Ok, somehow I missed last part of the conversation. I will try out those
Windows based options you mentioned for sed.


On Thu, Nov 28, 2013 at 10:13 AM, Srivas <[email protected]> wrote:

> I'm a little new to all that. How do you run sed under Windows 7? I read
> information about it and that it can also be run under windows but cannot
> understand how to do that.
>
>
> On Wednesday, November 27, 2013 9:11:01 PM UTC+7, shree wrote:
>
>> sed -f roman.sed inputfile.txt > outputfile.txt
>>
>> You will have to add other substitutions to the file roman.sed - it only
>> has the first few substitutions that I encountered.
>>
>> Shree Devi Kumar
>> ____________________________________________________________
>> भजन - कीर्तन - आरती @ http://bhajans.ramparivar.com
>>
>>
>> On Wed, Nov 27, 2013 at 7:08 PM, Jaanus Henno <[email protected]>wrote:
>>
>>>  Thank you both for your help.
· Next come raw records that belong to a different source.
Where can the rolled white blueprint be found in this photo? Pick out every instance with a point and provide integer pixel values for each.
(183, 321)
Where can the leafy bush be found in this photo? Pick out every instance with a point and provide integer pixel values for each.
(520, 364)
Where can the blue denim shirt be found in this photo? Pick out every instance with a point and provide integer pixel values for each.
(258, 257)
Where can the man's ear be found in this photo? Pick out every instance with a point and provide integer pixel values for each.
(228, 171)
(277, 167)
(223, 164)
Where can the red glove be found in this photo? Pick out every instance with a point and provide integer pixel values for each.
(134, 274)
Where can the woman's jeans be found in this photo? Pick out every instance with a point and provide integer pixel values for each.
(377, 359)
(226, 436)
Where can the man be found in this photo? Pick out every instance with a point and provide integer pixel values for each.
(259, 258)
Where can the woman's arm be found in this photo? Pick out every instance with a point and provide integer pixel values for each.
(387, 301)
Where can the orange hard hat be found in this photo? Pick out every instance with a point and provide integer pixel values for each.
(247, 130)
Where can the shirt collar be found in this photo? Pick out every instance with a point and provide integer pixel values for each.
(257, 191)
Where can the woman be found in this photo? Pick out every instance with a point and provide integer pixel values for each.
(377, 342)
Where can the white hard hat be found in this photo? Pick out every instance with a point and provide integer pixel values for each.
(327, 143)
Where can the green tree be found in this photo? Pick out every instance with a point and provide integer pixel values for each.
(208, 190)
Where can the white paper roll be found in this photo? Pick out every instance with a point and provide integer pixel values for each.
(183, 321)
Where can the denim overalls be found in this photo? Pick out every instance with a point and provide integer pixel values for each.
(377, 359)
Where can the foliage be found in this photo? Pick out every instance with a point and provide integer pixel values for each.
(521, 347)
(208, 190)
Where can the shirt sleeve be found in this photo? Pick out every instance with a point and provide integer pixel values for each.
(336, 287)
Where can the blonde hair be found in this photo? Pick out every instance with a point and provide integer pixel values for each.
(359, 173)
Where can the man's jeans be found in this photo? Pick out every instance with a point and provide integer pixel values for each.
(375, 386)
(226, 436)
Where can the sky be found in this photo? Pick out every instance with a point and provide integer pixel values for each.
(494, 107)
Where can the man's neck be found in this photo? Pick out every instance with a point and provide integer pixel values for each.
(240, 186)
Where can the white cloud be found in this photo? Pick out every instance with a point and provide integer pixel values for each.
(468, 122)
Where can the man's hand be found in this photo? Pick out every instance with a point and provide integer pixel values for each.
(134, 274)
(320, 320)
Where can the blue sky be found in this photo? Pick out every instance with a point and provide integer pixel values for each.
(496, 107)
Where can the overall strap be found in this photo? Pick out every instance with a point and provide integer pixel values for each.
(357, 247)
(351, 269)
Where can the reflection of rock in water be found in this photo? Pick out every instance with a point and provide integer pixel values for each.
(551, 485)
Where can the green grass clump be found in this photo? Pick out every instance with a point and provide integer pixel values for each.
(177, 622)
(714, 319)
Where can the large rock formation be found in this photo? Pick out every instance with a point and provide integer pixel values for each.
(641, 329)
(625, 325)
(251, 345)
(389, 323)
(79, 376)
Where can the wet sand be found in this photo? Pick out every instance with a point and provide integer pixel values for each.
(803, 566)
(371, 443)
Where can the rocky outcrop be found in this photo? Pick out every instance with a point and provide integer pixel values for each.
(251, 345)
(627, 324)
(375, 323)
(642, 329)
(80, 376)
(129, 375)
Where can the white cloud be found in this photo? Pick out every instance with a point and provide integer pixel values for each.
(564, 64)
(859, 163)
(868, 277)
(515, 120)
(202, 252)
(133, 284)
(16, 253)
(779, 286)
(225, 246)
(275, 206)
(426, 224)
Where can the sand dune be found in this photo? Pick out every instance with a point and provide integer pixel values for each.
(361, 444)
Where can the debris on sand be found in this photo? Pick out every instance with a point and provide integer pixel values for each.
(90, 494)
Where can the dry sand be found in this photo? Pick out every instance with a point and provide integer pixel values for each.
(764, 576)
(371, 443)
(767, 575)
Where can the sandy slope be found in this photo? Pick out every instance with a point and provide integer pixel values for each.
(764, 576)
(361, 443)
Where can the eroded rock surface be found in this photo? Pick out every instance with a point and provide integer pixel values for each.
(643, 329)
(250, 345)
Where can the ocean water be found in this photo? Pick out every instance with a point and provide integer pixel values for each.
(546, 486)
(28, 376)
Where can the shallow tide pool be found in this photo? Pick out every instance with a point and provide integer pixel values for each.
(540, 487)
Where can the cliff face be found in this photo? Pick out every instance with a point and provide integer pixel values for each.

This letter replacement is a good idea!
>>> Looks like this sed script will do the work. I will just have to see how to
>>> use sed... Tomorrow I will check it out.
>>>
>>>
>>> On Wed, Nov 27, 2013 at 8:20 PM, Shree Devi Kumar <[email protected]>wrote:
>>>
>>>> I think rather than try to OCR, please extract the text and then run a
>>>> conversion script to change the letters with diacritical marks.
>>>>
>>>> eg. you would do the following substitution using sed for the sample
>>>> text from page 11
>>>>
>>>> s/Å/Ā/g
>>>> s/å/ā/g
>>>> s/®/ṛ/g
>>>> s/ß/ṣ/g
>>>> s/∫/ṇ/g
>>>> s/î/ī/g
>>>> s/Ê/Ī/g
>>>> s/¸/Ś/g
>>>> s/Ω/ś/g
>>>> s/ü/ū/g
>>>>
>>>> Also attaching sed script as a utf-8 text file.
>>>>
>>>> Shree Devi Kumar
>>>> ____________________________________________________________
>>>> भजन - कीर्तन - आरती @ http://bhajans.ramparivar.com
>>>>
>>>>
>>>> On Wed, Nov 27, 2013 at 3:45 PM, V S Rawat <[email protected]> wrote:
>>>>
>>>>> those Ā á character are defined in Garamond font, but the ASCII code
>>>>> used in this document is not the same as defined in Garamond font.
>>>>>
>>>>> So, it is some other font where these ASCII codes have been defined
>>>>> for this character.
>>>>>
>>>>> The document list a dozen fonts, some of it might be that. you need to
>>>>> figure out which font it could be, by hammer hit trial error method.
>>>>>
>>>>> Thanks.
>>>>> --
>>>>> Rawat
>>>>>
>>>>>
>>>>> On 11/27/2013 3:17 PM, Jaanus Henno wrote:
>>>>>
>>>>>> Ok, you can try page 11. There is glossary and lots of words with
>>>>>> diacritics. Thanks.
>>>>>>
>>>>>>
>>>>>> On Wed, Nov 27, 2013 at 4:41 PM, V S Rawat <[email protected]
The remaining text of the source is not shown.